You are here

Thomas Bolling Robertson

Thomas Bolling Robertson played a significant role in the origins of Louisiana as an American territory and State, capped by his service as the third United States District Judge for both the Eastern and Western Districts of Louisiana.

Judge Robertson was born into an influential and distinguished Petersburg, Virginia, family on February 27, 1779. According to Ned Hemard in his 2010 article "New Orleans in 1810" for the New Orleans Bar Association, Judge Robertson was "a descendent of Pocahontas and John Rolfe." He was the son of William Robertson and Elizabeth Bolling Robertson. His younger brother John later became Virginia Attorney General, Lieutenant Governor, Congressman, and Circuit Judge, while another brother, Wyndham, became a Virginia legislator, Lieutenant Governor, and Governor.

Judge Robertson was educated at The College of William and Mary and "read law" in Virginia in 1806. He moved to Louisiana and served as Attorney General of the Territory of Orleans from 1806 to 1807, when President Thomas Jefferson appointed him Secretary of the Territory of Orleans, a position in which he served until 1812. During that time, his official portrait was painted by the famous artist St. Memin.

A Jeffersonian Democratic-Republican, he was elected the first United States Representative to Congress from Louisiana in 1812 and served until 1818. While in Congress, he traveled to France and was present in Paris when Napoleon returned from his defeat at Waterloo and abdicated his Empire. During that time, he wrote extensively about his observations in France, and many of his letters were published in the book Journal of Events in Paris (1815). He resigned from Congress in 1818 because "[m]y health has been so seriously affected by the cold winters of Washington."

Returning to New Orleans, he was Louisiana Attorney General from 1819 to 1820. In 1820, he was elected the third Governor of Louisiana. Governor Robertson successfully implemented a series of internal improvements, including opening the Pearl and Red Rivers to navigation, constructing Louisiana's portion of "the national road," creating the Bank of Louisiana and funding Charity Hospital with money from licensing New Orleans gambling houses. Despite these achievements, Robertson's term was blighted by serious and occasionally violent clashes between Creoles and Americans, who were engaged in ethnic rivalry over control of the new State.
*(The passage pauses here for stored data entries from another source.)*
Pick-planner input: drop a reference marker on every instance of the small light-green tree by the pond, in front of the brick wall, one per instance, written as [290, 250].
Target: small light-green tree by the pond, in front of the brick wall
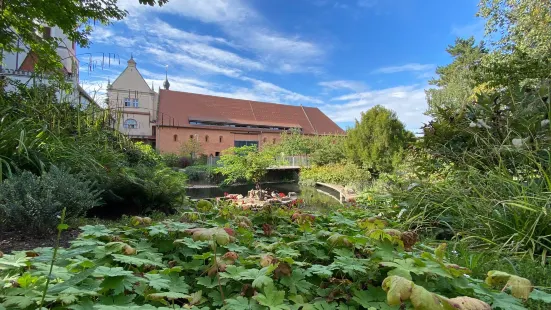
[245, 163]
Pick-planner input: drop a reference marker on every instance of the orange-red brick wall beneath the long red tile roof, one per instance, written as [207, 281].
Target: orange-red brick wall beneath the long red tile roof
[169, 139]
In 1824, he resigned as Governor to accept an appointment as United States District Judge for the combined Eastern and Western Districts of Louisiana. He was nominated for the federal bench by President James Monroe on May 24, 1824, was confirmed by the Senate, and received his commission two days later. The available records contain little information on cases he may have decided on the federal bench, indicative perhaps of a routine and low key docket. Judge Robertson died at the age of 49 on October 5, 1828, in White Sulphur Springs, Virginia (now West Virginia), where he is buried. The current Robertson Street in New Orleans is named in his honor.